University of Siegen, Siegen, Germany
+49 (0) 271 - 740 3327
contact@bridgeus.de

Interviews

Big Data and Artificial Intelligence Made in Germany inspiring the US

Prof. Maria-Esther Vidal

head of the Scientific Data Management Research Group at TIB and a member of the L3S Research Centre at the University of Hannover

Prof. Maria-Esther Vidal is the head of the Scientific Data Management Research Group at TIB and a member of the L3S Research Centre at the University of Hannover; she is also a full professor (on-leave) at Universidad Simón Bolívar (USB) Venezuela. Her interests include Big data and knowledge management, knowledge representation, and the semantic web.  She has published more than 180 peer-reviewed papers in Semantic Web, Databases, Bioinformatics, and Artificial Intelligence. She has co-authored one monograph, and co-edited books and journal special issues. She is part of various editorial boards (e.g., JWS, JDIQ), and has been the general chair, co-chair, senior member, and reviewer of several scientific events and journals (e.g., ESWC, AAAI, AMW, WWW, KDE). She is leading data management tasks in the EU H2020 projects iASiS, BigMedylitics, CLARiFY, PLATOON, and QualiChain, and has participated in BigDataEurope, BigDataOcean; she is a supervisor of MSCA-ETN projects WDAqua and NoBIAS. She has been a visiting professor in different universities (e.g., Uni Maryland, UPM Madrid, UPC, KIT Karlsruhe, Uni Nantes). In the past, she has participated in international projects (e.g., FP7, NSF, AECI), and led industrial data integration projects for more than 10 years (e.g., Bell South, Telefonica).

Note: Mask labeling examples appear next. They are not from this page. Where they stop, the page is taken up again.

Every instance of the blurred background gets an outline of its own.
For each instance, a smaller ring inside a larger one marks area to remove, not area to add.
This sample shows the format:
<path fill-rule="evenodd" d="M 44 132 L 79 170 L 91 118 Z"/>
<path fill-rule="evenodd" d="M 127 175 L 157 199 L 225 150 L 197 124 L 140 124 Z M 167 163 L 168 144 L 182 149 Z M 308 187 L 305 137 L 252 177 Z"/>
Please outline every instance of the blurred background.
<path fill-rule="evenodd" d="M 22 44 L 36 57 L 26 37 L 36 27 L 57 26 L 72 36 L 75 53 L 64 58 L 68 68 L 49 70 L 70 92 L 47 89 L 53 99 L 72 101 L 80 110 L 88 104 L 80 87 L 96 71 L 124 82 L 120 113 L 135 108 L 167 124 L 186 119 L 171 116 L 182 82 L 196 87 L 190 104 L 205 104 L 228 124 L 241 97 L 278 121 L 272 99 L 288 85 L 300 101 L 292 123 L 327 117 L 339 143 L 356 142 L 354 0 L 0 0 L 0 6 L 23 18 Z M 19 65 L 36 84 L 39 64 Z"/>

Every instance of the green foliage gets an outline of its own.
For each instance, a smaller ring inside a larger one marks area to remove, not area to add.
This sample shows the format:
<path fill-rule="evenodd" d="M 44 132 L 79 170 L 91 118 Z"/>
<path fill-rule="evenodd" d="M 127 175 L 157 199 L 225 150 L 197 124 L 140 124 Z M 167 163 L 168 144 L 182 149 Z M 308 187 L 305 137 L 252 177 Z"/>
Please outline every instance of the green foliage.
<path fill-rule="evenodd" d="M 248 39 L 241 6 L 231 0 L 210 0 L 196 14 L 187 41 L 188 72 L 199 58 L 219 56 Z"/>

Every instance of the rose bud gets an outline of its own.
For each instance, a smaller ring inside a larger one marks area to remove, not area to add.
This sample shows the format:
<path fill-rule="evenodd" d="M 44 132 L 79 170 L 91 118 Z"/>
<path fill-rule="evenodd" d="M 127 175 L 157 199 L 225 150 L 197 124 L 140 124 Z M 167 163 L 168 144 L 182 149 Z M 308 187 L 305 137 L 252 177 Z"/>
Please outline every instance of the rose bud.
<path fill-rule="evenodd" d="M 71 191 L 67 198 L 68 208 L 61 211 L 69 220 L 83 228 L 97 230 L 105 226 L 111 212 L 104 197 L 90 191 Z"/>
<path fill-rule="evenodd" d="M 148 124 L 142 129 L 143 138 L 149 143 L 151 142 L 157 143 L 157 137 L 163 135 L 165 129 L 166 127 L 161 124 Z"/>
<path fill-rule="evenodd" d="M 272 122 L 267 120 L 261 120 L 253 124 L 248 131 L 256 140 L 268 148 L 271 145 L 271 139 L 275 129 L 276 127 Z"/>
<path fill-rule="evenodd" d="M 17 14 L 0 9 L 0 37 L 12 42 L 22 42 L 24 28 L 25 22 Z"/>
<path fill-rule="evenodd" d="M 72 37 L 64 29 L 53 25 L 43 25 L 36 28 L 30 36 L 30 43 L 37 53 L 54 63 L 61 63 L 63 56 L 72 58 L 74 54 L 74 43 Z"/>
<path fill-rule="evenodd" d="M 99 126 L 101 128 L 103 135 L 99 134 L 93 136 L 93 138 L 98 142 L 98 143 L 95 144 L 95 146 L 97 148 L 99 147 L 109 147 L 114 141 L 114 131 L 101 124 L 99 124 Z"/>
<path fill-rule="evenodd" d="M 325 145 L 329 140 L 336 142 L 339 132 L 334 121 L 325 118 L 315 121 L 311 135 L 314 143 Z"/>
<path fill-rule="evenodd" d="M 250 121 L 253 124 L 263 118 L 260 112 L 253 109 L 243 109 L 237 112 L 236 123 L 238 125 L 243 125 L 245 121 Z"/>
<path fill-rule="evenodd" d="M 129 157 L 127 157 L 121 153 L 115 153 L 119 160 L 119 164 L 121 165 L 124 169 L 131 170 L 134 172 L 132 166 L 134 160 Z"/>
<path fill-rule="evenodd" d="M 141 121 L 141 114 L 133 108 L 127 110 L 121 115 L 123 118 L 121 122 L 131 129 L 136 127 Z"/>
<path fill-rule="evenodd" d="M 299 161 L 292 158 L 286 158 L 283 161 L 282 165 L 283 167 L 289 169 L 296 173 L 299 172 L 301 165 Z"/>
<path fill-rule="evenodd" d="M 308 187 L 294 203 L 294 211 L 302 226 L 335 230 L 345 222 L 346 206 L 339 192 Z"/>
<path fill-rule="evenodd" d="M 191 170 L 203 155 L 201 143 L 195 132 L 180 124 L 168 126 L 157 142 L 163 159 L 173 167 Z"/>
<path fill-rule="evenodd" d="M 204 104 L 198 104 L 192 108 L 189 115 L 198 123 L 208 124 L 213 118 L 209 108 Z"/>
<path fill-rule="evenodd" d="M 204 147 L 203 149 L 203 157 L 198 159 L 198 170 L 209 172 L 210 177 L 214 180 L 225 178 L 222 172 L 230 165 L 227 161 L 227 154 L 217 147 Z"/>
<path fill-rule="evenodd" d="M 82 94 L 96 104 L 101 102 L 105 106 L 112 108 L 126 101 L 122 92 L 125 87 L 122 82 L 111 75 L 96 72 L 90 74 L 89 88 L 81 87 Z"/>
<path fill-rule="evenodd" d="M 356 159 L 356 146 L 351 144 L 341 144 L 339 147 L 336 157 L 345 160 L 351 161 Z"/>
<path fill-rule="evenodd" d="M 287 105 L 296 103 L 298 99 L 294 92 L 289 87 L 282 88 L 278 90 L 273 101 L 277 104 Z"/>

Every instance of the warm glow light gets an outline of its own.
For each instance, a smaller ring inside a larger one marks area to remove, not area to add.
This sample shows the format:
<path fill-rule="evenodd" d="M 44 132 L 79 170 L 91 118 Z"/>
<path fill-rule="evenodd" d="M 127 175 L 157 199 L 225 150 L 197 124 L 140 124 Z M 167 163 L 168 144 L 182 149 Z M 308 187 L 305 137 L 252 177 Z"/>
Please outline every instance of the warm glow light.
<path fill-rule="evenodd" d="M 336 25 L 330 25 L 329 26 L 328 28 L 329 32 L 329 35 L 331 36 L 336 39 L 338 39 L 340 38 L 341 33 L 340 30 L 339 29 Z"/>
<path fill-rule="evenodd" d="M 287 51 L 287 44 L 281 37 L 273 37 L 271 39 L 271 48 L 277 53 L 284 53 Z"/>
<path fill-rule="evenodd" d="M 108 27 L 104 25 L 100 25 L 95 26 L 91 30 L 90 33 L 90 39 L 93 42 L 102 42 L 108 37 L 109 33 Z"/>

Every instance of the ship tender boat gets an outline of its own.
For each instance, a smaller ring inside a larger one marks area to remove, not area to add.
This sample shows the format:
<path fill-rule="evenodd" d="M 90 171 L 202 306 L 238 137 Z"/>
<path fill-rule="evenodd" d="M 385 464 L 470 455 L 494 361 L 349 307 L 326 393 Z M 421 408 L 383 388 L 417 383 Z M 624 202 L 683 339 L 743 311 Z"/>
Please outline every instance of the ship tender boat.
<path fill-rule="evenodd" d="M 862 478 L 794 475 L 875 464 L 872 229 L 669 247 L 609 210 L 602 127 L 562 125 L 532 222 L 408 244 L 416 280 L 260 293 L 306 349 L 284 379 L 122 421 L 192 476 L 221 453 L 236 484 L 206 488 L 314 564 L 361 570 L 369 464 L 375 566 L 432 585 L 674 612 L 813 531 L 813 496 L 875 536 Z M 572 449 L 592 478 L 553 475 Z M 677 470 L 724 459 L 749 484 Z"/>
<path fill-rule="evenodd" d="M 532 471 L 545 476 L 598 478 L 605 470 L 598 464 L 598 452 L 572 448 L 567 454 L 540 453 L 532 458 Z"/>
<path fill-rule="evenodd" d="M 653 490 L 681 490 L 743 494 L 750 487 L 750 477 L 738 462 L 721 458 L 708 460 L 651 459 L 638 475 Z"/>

maria.vidal@tib.eu / Twitter: @MEVidalSerodio

 

  1. Could you provide examples of Big data? 
  • Data from domains like Biomedicine, Maritime, Scholarly Communication, Energy
  1. Which of the dominant dimensions of Big data, e.g., volume, veracity, velocity, characterized this data?
  • Veracity, variety, and volume are the most dominant dimensions of Big data

 

  1. What are the main challenges for Big data management?
  • Data heterogeneity and curation 
  1. What is the main focus of your work: Big data management or analytics?
  • My main focus is on semantic data integration, knowledge graph creation, and analytics
  1. Which tools have your team developed to address the challenges and fulfil the Big data requirements?
  • We have developed an ecosystem system of tools for creating and managing knowledge graphs
  1. What are the main contributions of your in-house tools to the area of Big data?
  • Data transparency and management traceability
  1. Which are problems that still remain open?
  • Tracing the whole of the pipeline of transforming Big data into actionable  knowledge  
  1. How do you compare yourself with your competitors in the business or research in the US? 
  • At research level, we are all addressing the challenge of responsible management of Big data in a way that legal and ethical regulations are ensured.
  1. Is there any other point/comment/question that you would like to add? 
  • Managing Big data provides us with great power, but it also comes with great responsibility. Thus, techniques to ensure that data is processed according to ethical guidelines and national and international legal regulation are demanded. 

PART II: 

Consider now the general context:

  1. What are the grand challenges that the area of Big data demands to face?
  • Heterogeneity and data quality are two dimensions of Big data that considerably affect the effectiveness of a data-driven solution.  In addition  to effectively solving these problems, it is also necessary that all the decisions are traceable in the way that satisfaction of integrity constraints, data protection regulations, and ethical principles are verifiable.
  1. What is the impact of efficiently managing Big data on AI? 
  • Efficiency is a crucial aspect. However, I would consider that ensuring fairness and high-quality are the most crucial and challenging  aspects to ensure while Big data is used in AI and the results are trustable.
  1. Which are the application areas that can be more benefited from scaling up to Big data? 
  • Many areas can be benefited, some few are Biomedicine, Scholarly Communication, Energy, and Maritime.

 

Prof. Dr. Mahdi Bohlouli

CEO of research and development of Petanux GmbH based in Bonn in Germany

Prof. Dr. Mahdi Bohlouli is currently CEO of research and development SME based in Bonn in Germany and Assistant Professor for data science and machine learning at the Institute for Advanced Studies in Basic Sciences (IASBS) in Zanjan with the main focus on applied deep learning and big data, especially in tackling misinformation (fake-news), identification of social bots and applied generative adversarial networks in Misinformation processing. Mahdi served a Program Committee (PC) as well as co-chair of workshops in numerous highly qualified conferences such as ISC, ADBIS, FiCloud. He is also a general co-chair and member of the steering committee at the CiDaS 2019 (The International Conference On Contemporary Issues in Data Science) and guest editor of Topical Collection “Data Science, Big Data and Applied Deep Learning: From Science to Applications” at Springer Nature Applied Sciences Journal. Mahdi has been invited as a reviewer to high scholarly journals such as Information Processing & Management (Elsevier), Information Processing Letters (Elsevier), Pattern Recognition Letters (Elsevier).

 

mb@petanux.com // Twitter: @m_bohlouli

  1. Could you provide examples of Big data?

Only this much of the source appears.